Sicherheit und soziales Klima auf der Baustelle
Die Renovierung in Kißlegg war auch ein Beispiel für eine harmonische Baustellensituation. Trotz der Komplexität der Arbeiten und der vielfältigen Beteiligten blieb das Klima auf der Baustelle friedlich und kooperativ. Es herrschte ein Klima der gegenseitigen Wertschätzung, Rücksichtnahme und Unterstützung.
Sicherheit
Die Kirchengemeinde betonte, dass bei den Bauarbeiten niemand zu Schaden kam. Dies ist besonders in Projekten, in denen ehrenamtliche Hände mit anpacken, von großer Bedeutung.
Wertschätzung und Dank
Die Kirchengemeinde zeigte sich dankbar für das Engagement aller Beteiligten. Besonders hervorgehoben wurden die Handwerker, die sich mit Fachwissen und Herzblut in das Projekt einbrachten. Zudem wurden die kirchlichen und sozialen Strukturen gewürdigt, die den Rahmen für die Renovierung schufen.
Fazit
Die Renovierung der evangelischen Kirche in Kißlegg war nicht nur ein bauliches Projekt, sondern ein sozialer Prozess, in dem Jugendliche, Gemeindeleute, Handwerker und kirchliche Strukturen eng miteinander verbunden waren. Sie zeigte, wie bauliche Herausforderungen durch Teamarbeit, Engagement und finanzielle Unterstützung gemeistert werden können.

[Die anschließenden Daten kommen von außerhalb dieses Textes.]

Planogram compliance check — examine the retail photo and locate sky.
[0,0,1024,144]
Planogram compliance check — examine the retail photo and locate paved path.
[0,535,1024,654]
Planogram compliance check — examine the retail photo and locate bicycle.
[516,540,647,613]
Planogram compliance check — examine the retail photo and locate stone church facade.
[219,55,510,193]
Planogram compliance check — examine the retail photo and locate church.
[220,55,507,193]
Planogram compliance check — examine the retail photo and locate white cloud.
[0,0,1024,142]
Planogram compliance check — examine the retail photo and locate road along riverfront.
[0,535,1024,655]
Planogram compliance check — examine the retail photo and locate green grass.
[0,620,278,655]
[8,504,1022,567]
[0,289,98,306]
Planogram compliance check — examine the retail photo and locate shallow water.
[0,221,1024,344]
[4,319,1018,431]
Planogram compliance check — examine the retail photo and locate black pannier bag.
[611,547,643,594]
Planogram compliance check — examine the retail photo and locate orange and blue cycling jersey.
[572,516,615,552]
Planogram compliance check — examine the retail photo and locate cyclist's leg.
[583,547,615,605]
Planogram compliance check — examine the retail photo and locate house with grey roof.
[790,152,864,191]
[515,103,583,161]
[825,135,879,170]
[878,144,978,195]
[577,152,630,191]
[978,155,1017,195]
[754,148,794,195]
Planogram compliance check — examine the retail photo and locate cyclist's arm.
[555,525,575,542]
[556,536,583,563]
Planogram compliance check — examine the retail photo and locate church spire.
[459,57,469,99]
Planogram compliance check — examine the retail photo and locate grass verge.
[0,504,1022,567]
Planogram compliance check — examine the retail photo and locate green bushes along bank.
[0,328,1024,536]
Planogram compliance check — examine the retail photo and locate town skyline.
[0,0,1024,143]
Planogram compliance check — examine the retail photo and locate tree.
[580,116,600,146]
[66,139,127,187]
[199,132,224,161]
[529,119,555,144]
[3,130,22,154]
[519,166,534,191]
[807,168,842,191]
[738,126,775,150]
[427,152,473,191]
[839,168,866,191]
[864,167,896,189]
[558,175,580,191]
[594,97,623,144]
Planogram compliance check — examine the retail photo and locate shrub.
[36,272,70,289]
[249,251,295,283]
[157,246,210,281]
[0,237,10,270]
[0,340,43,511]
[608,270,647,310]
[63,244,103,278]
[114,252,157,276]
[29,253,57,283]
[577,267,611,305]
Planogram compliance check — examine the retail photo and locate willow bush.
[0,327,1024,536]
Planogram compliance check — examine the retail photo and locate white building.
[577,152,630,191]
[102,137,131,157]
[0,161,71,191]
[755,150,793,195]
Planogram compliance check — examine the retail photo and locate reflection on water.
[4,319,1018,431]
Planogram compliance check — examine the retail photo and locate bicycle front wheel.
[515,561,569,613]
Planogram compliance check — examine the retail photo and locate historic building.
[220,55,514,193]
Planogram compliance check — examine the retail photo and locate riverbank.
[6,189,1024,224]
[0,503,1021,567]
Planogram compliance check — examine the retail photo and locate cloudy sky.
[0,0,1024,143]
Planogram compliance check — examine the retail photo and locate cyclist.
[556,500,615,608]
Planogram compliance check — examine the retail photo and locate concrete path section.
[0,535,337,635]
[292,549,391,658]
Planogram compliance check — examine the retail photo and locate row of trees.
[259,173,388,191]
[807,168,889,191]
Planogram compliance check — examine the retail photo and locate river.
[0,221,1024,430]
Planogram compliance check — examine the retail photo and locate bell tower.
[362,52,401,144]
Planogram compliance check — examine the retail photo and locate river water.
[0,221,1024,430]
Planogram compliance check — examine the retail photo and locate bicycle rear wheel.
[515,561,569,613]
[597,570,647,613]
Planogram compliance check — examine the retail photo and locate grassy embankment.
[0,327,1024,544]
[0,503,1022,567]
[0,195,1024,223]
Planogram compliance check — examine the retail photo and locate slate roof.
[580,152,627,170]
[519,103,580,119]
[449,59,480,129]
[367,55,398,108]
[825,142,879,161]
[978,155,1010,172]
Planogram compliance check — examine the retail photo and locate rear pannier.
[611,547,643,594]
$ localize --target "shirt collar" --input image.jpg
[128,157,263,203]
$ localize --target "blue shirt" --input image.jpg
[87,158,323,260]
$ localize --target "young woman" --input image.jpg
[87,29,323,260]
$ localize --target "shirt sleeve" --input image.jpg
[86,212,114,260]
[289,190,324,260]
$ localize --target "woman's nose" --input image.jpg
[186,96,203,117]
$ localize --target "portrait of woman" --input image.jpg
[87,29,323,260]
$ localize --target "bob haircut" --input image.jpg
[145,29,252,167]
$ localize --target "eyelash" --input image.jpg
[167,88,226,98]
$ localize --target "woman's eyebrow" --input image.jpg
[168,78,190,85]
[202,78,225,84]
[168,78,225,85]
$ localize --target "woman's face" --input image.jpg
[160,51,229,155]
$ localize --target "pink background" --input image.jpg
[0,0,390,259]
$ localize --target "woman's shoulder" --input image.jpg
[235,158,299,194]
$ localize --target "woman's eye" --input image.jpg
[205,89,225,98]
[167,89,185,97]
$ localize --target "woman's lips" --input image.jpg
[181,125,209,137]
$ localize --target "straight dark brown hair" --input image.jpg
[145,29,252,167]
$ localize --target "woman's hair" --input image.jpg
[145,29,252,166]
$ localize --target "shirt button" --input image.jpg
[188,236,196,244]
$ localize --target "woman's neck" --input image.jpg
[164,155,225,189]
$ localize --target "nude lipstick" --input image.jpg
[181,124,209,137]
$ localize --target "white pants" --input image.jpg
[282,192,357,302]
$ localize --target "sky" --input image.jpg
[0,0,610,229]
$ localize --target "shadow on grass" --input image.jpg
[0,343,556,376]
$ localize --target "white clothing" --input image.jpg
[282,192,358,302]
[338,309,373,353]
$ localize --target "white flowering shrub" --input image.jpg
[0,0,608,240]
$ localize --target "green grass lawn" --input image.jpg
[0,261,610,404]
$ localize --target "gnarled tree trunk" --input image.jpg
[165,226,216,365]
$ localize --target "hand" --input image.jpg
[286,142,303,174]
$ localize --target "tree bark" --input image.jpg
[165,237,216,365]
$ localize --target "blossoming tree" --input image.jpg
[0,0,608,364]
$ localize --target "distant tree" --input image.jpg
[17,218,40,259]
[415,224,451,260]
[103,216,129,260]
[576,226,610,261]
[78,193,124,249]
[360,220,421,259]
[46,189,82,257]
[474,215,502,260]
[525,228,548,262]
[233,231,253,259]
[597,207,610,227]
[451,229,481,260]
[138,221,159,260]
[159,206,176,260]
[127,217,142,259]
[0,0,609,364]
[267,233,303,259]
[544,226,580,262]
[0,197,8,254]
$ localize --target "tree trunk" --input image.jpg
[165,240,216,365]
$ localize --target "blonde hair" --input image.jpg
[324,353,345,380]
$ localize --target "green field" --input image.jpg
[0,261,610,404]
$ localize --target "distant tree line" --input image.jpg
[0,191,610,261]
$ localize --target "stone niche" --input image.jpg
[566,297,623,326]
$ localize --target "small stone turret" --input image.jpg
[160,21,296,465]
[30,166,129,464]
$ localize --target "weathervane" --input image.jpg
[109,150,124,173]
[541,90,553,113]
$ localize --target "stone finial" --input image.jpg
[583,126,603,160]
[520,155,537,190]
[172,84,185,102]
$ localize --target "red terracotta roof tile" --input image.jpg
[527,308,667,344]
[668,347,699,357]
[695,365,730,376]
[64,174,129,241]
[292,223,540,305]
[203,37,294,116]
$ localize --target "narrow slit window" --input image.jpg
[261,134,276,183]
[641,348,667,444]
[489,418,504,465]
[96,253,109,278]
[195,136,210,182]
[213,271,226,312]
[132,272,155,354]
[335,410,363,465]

Jugendliche hatten in diesem Projekt eine besondere Rolle. Sie halfen nicht nur bei der Organisation und Ausführung von Arbeiten, sondern trugen auch durch kreative Aktionen und Spendengemeinschaften zum Gelingen des Projekts bei. Diese Erfahrung kann ein Vorbild für andere Gemeinden sein, in denen junge Menschen aktiv in kirchliche und soziale Projekte eingebunden werden können.
Die Renovierung war zudem ein Beweis dafür, wie wichtig es ist, bauliche Maßnahmen mit sozialem Engagement zu verbinden. Nur durch die Zusammenarbeit aller Beteiligten war es möglich, die Kirche auf die Zeit der Zukunft vorzubereiten – technisch, ästhetisch und spirituell.